Width of one of the two slits in a Young's double slit interference experiment is half of the other slit. The ratio of the maximum to the minimum intensity in the interference pattern is:

In Young's double slit experiment, the intensity from each slit is proportional to the slit width.
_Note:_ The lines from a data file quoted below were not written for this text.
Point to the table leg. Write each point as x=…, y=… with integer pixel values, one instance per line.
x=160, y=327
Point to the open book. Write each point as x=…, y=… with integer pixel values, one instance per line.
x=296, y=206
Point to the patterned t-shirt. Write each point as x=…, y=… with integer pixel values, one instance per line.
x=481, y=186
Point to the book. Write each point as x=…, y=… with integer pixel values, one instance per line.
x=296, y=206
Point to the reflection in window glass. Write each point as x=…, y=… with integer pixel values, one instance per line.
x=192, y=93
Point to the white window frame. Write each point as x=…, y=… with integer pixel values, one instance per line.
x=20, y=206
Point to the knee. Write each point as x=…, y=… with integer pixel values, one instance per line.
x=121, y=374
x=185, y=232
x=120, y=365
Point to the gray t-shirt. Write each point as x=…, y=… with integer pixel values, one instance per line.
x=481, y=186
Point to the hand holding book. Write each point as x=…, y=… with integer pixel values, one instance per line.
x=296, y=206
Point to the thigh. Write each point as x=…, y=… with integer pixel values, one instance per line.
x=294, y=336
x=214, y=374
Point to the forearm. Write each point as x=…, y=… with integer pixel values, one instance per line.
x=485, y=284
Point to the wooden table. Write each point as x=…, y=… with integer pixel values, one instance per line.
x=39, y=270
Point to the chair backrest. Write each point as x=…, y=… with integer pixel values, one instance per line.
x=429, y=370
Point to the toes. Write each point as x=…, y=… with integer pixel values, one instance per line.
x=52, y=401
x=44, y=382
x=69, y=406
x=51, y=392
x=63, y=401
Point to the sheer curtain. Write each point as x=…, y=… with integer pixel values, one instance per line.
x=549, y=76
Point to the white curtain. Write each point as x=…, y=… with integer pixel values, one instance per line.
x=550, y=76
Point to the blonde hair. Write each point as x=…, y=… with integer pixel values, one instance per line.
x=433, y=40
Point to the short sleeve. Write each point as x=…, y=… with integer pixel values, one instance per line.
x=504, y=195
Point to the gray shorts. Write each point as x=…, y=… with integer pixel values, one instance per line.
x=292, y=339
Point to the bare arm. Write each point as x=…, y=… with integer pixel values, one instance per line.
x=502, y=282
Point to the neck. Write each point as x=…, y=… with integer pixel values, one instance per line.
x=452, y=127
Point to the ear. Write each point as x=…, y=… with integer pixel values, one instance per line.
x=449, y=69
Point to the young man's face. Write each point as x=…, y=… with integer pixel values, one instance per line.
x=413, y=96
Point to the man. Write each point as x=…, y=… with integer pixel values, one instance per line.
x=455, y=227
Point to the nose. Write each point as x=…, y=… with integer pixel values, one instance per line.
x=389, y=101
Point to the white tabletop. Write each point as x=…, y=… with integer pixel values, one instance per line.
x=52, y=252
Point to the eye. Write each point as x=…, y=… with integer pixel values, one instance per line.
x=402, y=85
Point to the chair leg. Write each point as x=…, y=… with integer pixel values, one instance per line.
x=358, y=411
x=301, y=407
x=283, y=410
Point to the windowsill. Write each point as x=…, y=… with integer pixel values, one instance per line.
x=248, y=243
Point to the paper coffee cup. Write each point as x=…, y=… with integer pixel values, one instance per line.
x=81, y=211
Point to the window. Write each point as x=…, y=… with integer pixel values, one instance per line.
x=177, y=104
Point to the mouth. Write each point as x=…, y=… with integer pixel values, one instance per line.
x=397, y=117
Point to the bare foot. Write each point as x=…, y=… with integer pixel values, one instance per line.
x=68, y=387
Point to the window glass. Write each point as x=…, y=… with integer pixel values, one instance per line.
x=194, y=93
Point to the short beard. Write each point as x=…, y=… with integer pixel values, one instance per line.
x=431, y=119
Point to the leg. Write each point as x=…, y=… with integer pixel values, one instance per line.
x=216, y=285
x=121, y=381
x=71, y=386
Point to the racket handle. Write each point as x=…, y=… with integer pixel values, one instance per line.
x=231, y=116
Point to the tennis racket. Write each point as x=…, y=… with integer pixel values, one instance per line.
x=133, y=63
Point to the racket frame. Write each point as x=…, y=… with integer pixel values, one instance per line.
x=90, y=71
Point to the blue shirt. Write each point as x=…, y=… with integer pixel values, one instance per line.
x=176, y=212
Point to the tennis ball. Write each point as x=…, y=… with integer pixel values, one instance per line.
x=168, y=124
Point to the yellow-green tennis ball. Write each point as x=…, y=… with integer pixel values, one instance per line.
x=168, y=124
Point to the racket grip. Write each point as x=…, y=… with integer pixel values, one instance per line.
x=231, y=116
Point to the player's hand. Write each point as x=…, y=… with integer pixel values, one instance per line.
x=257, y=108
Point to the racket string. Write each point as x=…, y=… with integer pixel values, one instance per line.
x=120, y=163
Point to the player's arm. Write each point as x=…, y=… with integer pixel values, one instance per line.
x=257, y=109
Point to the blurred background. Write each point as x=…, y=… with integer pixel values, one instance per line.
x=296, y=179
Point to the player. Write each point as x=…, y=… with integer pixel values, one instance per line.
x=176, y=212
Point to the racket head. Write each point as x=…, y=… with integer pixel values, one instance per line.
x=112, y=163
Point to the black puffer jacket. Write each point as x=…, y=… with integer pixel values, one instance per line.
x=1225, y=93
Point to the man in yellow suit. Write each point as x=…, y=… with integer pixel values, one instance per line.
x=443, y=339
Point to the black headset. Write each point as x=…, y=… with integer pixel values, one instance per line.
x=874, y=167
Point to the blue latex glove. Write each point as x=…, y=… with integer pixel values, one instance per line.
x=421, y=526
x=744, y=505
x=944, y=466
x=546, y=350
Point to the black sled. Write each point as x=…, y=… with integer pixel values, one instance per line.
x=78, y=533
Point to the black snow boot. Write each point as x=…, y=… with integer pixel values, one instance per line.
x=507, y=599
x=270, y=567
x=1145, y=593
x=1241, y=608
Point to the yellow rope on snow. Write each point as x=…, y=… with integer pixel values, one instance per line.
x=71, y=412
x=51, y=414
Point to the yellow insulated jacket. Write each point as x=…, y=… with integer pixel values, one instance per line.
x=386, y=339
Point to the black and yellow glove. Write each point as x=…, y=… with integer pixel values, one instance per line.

If one slit has width $$w$$ and the other has width $$w/2$$, then $$I_1 = I$$ and $$I_2 = I/2$$ (say).

The maximum intensity is $$I_{max} = \left(\sqrt{I_1} + \sqrt{I_2}\right)^2 = \left(\sqrt{I} + \sqrt{I/2}\right)^2 = I\left(1 + \dfrac{1}{\sqrt{2}}\right)^2$$

The minimum intensity is $$I_{min} = \left(\sqrt{I_1} - \sqrt{I_2}\right)^2 = \left(\sqrt{I} - \sqrt{I/2}\right)^2 = I\left(1 - \dfrac{1}{\sqrt{2}}\right)^2$$

The ratio is:

$$\dfrac{I_{max}}{I_{min}} = \dfrac{\left(1 + \dfrac{1}{\sqrt{2}}\right)^2}{\left(1 - \dfrac{1}{\sqrt{2}}\right)^2} = \dfrac{\left(\sqrt{2} + 1\right)^2}{\left(\sqrt{2} - 1\right)^2}$$

$$= \dfrac{2 + 2\sqrt{2} + 1}{2 - 2\sqrt{2} + 1} = \dfrac{3 + 2\sqrt{2}}{3 - 2\sqrt{2}}$$

Hence, the correct answer is Option B.